Key Framework Principles¶
- You Control the Architecture
The framework provides capabilities; you decide how to use them for your specific agentic system.
- Composition Over Prescription
Build complex systems by composing simple agents rather than following rigid architectural patterns.
- Intelligence-Driven Coordination
Leverage LLM function calling for adaptive, context-aware coordination rather than fixed rules.
- Progressive Complexity
Start with simple agent interactions and add sophisticated coordination as your system evolves.

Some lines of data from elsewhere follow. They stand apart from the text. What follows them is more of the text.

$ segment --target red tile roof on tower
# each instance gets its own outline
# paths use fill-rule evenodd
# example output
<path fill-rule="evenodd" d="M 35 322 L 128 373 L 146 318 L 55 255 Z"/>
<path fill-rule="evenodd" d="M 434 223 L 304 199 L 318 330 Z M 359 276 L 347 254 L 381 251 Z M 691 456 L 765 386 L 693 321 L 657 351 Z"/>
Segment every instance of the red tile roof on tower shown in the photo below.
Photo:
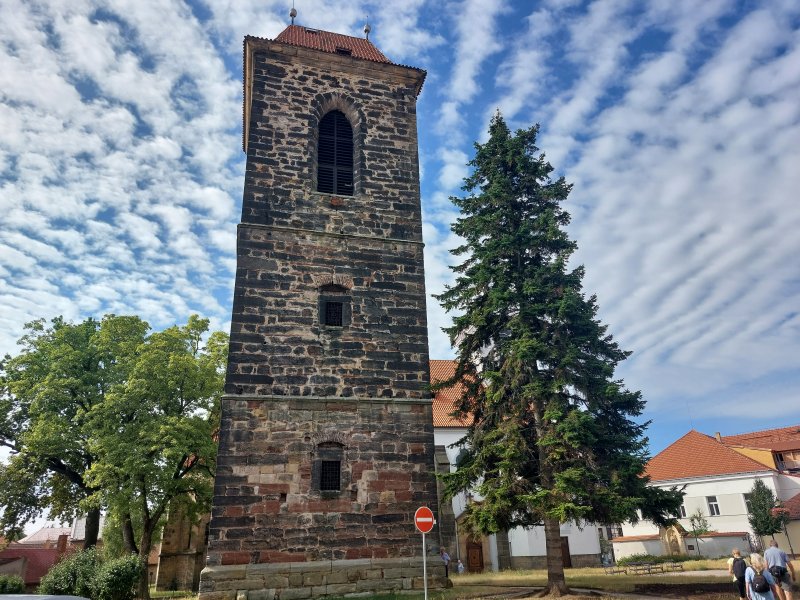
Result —
<path fill-rule="evenodd" d="M 373 62 L 391 63 L 372 42 L 365 38 L 351 37 L 341 33 L 332 33 L 311 27 L 289 25 L 278 34 L 276 42 L 292 46 L 322 50 L 331 54 L 346 54 L 353 58 L 371 60 Z"/>
<path fill-rule="evenodd" d="M 432 360 L 431 383 L 450 379 L 456 372 L 456 362 L 453 360 Z M 471 420 L 460 420 L 450 416 L 455 402 L 461 398 L 464 388 L 459 383 L 453 387 L 444 388 L 436 392 L 433 398 L 433 426 L 434 427 L 468 427 Z"/>
<path fill-rule="evenodd" d="M 713 437 L 692 429 L 651 458 L 645 474 L 652 481 L 771 471 Z"/>
<path fill-rule="evenodd" d="M 800 449 L 800 425 L 737 435 L 723 435 L 721 439 L 722 443 L 728 446 L 747 446 L 778 451 Z"/>

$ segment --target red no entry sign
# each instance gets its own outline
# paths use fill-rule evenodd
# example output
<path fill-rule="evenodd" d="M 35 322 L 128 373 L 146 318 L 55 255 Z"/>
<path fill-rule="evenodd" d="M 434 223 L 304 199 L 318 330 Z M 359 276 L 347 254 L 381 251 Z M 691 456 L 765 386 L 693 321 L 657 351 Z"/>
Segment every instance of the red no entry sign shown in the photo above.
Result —
<path fill-rule="evenodd" d="M 414 513 L 414 525 L 421 533 L 430 533 L 434 522 L 433 511 L 427 506 L 420 506 Z"/>

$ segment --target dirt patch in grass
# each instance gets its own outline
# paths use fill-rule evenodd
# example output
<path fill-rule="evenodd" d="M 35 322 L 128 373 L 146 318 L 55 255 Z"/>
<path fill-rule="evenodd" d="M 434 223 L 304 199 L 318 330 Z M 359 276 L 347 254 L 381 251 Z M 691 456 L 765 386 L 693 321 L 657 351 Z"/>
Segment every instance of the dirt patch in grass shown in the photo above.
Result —
<path fill-rule="evenodd" d="M 633 588 L 635 594 L 646 594 L 648 596 L 669 596 L 675 598 L 685 598 L 686 596 L 701 596 L 703 594 L 725 594 L 729 598 L 733 594 L 733 585 L 730 581 L 719 582 L 684 582 L 676 581 L 670 583 L 639 583 Z"/>

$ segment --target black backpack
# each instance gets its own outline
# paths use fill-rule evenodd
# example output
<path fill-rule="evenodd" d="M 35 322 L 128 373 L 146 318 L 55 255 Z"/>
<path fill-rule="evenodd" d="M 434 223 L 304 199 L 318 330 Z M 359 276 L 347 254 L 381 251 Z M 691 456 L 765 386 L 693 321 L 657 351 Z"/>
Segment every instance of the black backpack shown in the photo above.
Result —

- Observable and Maintainable
Built-in hooks for monitoring, logging, and debugging complex multi-agent interactions.
The framework doesn’t prescribe specific agentic architectures but provides the foundational capabilities that make any architecture possible. Your system’s design emerges from your specific needs and the intelligent coordination enabled by the framework’s LLM-driven function calling and background task systems.